At a 60% steady-state hit rate, only 400,000 of the million rows actually called the upstream geocoder. That cut the geocode phase from 8 minutes to about 3.5 minutes. Add Redis lookups (still pipelined, ~0.4 ms × 1,000 batches = 400 ms total) and CSV I/O, and the end-to-end run was 18 minutes.

We covered the full TTL-strategy, normalization, and version-prefix invalidation pattern in how to cache geocoding results. The short version: cache forever for forward geocoding, normalize before keying, hash for PII safety, and absolutely cache no_match results — your customer's typos will haunt you forever otherwise.

Step 4: streaming pipeline (18 min → 14 min)

The pipeline still loaded the input CSV into a list before the first request went out, then accumulated all results in memory before writing. At a million rows that was 400 MB resident, peaking around 700 MB during the result-merge step. The job ran on a 1 GB worker. We had survived this far on luck.

We replaced the load-all/process-all/write-all shape with a streaming generator pipeline: read a row, batch it with up to 999 others, hand the batch off to an async worker, write each row's result the instant it came back. Bounded buffers between stages applied backpressure when downstream stalled.

# step4.py — streaming pipeline
import asyncio, csv

async def producer(path, queue, batch_size=1000):
    with open(path) as f:
        reader = csv.DictReader(f)
        batch = []
        for row in reader:
            batch.append(row)
            if len(batch) == batch_size:
                await queue.put(batch); batch = []
        if batch: await queue.put(batch)
    await queue.put(None)  # sentinel

async def worker(in_q, out_q, session, sem):
    while True:
        batch = await in_q.get()
        if batch is None:
            await out_q.put(None); break
        results = await cached_batch(session, sem, batch)
        await out_q.put((batch, results))

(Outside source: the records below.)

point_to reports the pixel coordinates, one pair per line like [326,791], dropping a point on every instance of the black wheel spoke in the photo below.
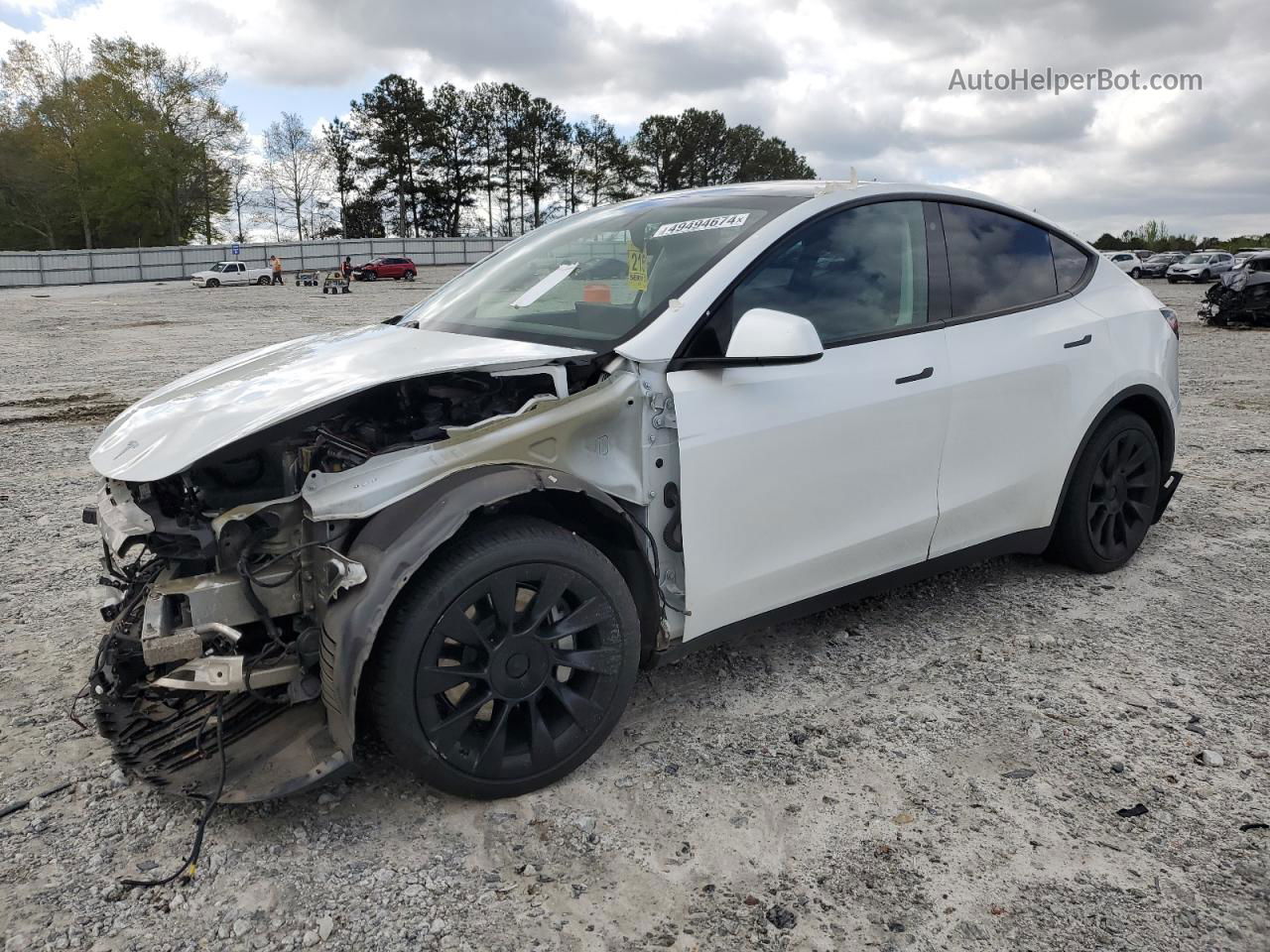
[457,626]
[439,680]
[597,661]
[490,756]
[550,592]
[584,711]
[502,595]
[457,721]
[584,616]
[541,743]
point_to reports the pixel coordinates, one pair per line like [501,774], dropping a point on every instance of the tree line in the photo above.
[1155,236]
[134,146]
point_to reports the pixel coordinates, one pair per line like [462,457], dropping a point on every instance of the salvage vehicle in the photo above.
[1201,266]
[1127,262]
[230,273]
[1156,266]
[465,530]
[1242,296]
[395,268]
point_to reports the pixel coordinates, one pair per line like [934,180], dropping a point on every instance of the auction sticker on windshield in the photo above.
[719,221]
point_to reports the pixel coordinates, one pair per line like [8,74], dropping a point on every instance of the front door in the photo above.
[798,480]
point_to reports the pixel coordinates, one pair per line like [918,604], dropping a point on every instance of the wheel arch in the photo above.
[397,542]
[1148,404]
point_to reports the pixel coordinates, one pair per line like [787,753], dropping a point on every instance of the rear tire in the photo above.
[475,687]
[1111,499]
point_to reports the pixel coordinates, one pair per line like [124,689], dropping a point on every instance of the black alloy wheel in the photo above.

async def writer(out_q, path):
    with open(path, 'w', newline='') as f:
        w = None
        while True:
            item = await out_q.get()
            if item is None: break
            batch, results = item
            for inp, res in zip(batch, results):
                row = {**inp, **(res or {'status': 'no_match'})}
                if w is None:
                    w = csv.DictWriter(f, fieldnames=row.keys()); w.writeheader()
                w.writerow(row)

Wall-clock improvement was modest: 18 minutes to 14 minutes. The compute phase did not change much — it was already fast. What changed was that resident memory dropped from 700 MB to 35 MB, the worker no longer needed a 1 GB box, and we could now run multiple jobs concurrently on the same machine. More importantly, the pipeline started writing the first results inside the first 30 seconds of the run, so monitoring saw progress and on-call no longer panicked at minute four when the job appeared frozen.

The pattern matters more than the time saved. A pipeline with bounded buffers between stages is one that scales linearly with input size; a load-all/process-all pipeline does not. The full discussion of backpressure, queue sizing, and OOM avoidance is in streaming geocoding at scale.

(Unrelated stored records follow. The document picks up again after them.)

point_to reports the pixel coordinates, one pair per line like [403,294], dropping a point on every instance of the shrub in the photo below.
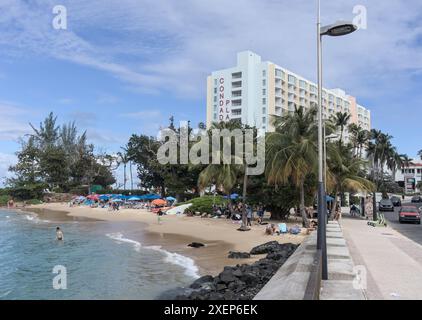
[34,202]
[3,200]
[204,204]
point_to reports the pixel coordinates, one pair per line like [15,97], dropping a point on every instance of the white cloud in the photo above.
[13,123]
[6,160]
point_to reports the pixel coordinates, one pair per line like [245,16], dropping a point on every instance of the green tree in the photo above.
[341,120]
[292,153]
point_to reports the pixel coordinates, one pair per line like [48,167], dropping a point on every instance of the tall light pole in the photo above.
[336,29]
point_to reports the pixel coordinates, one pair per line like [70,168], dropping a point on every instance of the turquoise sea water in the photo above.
[102,261]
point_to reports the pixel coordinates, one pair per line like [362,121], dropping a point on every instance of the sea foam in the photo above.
[187,263]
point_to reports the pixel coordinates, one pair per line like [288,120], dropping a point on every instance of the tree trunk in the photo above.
[244,225]
[131,176]
[124,176]
[305,222]
[334,202]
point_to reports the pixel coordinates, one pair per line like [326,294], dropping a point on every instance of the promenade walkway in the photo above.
[393,262]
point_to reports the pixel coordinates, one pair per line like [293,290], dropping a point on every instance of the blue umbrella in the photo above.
[329,198]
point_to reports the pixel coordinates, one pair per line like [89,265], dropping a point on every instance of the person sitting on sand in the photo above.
[270,229]
[59,234]
[160,213]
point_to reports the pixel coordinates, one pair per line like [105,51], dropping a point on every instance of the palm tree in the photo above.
[122,158]
[345,172]
[291,154]
[341,120]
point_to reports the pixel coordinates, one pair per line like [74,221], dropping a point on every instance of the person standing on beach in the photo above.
[59,234]
[159,214]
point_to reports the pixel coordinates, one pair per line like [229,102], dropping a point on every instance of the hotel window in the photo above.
[237,112]
[237,93]
[237,75]
[236,84]
[236,103]
[292,79]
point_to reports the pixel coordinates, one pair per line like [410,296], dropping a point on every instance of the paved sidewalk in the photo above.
[393,262]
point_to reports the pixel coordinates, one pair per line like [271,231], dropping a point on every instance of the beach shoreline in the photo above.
[176,232]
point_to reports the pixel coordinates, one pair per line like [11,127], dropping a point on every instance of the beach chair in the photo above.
[282,227]
[381,222]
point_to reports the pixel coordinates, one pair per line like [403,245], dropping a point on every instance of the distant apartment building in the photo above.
[409,176]
[254,90]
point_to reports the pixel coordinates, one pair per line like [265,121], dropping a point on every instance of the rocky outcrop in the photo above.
[196,245]
[239,255]
[241,282]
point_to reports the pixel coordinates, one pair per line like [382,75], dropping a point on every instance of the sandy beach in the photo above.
[176,232]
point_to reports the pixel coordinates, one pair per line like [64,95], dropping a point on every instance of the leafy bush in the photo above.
[34,202]
[27,192]
[204,204]
[3,200]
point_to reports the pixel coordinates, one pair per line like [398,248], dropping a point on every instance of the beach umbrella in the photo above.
[152,196]
[329,198]
[159,202]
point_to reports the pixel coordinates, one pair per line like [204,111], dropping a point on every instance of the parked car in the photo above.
[386,205]
[409,214]
[396,201]
[416,199]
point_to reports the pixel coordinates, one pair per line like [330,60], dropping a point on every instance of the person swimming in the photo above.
[59,234]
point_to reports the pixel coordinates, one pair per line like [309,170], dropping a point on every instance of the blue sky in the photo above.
[126,66]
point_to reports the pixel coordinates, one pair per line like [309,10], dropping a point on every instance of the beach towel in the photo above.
[282,227]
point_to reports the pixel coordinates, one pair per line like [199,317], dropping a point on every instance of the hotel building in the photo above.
[254,90]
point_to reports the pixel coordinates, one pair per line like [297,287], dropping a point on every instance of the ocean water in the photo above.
[103,261]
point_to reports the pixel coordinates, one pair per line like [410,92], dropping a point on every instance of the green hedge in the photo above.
[3,200]
[204,204]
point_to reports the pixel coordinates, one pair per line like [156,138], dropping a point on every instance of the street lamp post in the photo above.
[336,29]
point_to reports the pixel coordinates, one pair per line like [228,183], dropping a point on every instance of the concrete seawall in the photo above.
[300,277]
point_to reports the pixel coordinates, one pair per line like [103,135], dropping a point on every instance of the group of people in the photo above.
[235,211]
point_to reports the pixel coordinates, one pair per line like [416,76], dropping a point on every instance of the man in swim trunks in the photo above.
[59,234]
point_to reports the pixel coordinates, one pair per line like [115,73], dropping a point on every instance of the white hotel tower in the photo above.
[254,90]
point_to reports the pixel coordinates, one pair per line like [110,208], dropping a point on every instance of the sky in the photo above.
[125,66]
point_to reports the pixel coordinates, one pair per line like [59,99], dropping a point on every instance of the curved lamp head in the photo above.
[340,28]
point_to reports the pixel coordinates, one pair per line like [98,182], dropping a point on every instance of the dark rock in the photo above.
[196,245]
[244,281]
[265,248]
[239,255]
[227,276]
[237,273]
[201,281]
[221,287]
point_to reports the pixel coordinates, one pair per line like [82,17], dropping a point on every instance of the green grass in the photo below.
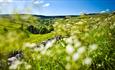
[88,43]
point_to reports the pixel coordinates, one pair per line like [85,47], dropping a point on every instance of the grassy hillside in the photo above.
[84,42]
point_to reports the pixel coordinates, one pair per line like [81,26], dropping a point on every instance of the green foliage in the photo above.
[87,43]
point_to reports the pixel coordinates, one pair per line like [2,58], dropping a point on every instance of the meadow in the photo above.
[84,42]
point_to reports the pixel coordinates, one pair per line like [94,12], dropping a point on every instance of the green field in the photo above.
[86,42]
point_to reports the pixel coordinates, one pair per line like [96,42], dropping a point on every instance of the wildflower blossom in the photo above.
[30,45]
[81,50]
[15,64]
[77,43]
[68,58]
[87,61]
[93,47]
[69,49]
[27,66]
[75,56]
[69,40]
[68,66]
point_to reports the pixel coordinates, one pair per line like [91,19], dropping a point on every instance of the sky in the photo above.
[56,7]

Step 5: pre-cleaning low-confidence rows (14 min → 12 min)

Instrumentation showed about 8% of rows came back as no_match on the first pass and were retried by an outer loop with a wider geocoder fallback. Looking at the inputs, most of the no-matches were not bad addresses — they were dirty inputs the geocoder could not parse. Things like "123 Main St., Apt 4B, NYC, NY 10001" where the unit number bled into the street field, or "123 main street ny ny" with no separators.

We added a libpostal-style normalization pass before the cache lookup. Strip unit numbers into their own field. Expand USPS abbreviations. Move bleed-through state codes out of city names. Pre-clean took about 0.05 ms per row — negligible — and dropped the no-match rate from 8% to about 0.6%.

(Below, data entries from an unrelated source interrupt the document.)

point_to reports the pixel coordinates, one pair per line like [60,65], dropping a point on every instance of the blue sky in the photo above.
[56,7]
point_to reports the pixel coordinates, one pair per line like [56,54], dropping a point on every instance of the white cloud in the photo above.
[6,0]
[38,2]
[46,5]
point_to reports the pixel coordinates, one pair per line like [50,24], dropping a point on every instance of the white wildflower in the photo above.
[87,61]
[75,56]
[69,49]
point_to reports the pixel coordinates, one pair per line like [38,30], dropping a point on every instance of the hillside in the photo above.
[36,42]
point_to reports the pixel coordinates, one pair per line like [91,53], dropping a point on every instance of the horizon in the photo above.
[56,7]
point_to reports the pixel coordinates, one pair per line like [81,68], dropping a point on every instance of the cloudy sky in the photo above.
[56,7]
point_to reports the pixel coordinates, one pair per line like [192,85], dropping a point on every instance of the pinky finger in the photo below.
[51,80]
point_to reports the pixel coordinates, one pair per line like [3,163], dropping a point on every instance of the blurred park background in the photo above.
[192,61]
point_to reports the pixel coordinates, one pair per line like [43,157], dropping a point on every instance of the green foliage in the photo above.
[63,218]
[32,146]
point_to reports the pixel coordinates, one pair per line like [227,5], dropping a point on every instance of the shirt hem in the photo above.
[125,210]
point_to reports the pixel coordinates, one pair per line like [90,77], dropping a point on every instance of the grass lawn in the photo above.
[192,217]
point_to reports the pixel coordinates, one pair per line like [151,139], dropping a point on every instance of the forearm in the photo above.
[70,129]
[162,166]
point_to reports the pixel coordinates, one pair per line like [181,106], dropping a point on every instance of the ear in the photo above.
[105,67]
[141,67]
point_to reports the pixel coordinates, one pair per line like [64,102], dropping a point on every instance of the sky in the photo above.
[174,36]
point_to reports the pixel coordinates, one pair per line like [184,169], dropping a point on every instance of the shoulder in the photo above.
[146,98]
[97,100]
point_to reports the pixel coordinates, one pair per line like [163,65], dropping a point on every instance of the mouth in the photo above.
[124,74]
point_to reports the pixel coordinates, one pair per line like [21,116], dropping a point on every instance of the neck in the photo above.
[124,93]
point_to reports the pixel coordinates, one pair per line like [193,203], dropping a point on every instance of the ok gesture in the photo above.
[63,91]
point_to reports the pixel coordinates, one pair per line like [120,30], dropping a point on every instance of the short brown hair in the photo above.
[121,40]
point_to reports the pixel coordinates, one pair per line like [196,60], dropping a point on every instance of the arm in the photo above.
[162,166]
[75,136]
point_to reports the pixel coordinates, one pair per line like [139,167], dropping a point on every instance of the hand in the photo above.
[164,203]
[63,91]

# step5.py — normalization pre-pass
import re

UNIT_PATTERNS = re.compile(r',?\s+(apt|unit|ste|suite|#)\s*[\w-]+', re.I)
USPS_ABBR = {' street': ' st', ' avenue': ' ave', ' boulevard': ' blvd',
             ' road': ' rd', ' drive': ' dr', ' lane': ' ln'}

def normalize_row(row):
    street = row.get('street', '')
    m = UNIT_PATTERNS.search(street)
    if m:
        row['unit'] = m.group(0).strip(', ')
        street = UNIT_PATTERNS.sub('', street)
    s = ' ' + street.lower()
    for k, v in USPS_ABBR.items():
        s = s.replace(k, v)
    row['street'] = s.strip()
    return row

Eliminating the retry loop saved about two minutes of wall time on a typical run. More importantly, the rows that previously fell into the wider fallback (slower, more expensive) now hit the primary geocoder on the first try — pulling them out of a 200-300 ms latency tier and into the 3-15 ms tier. The full taxonomy of what to normalize and what not to touch is in address parsing before geocoding.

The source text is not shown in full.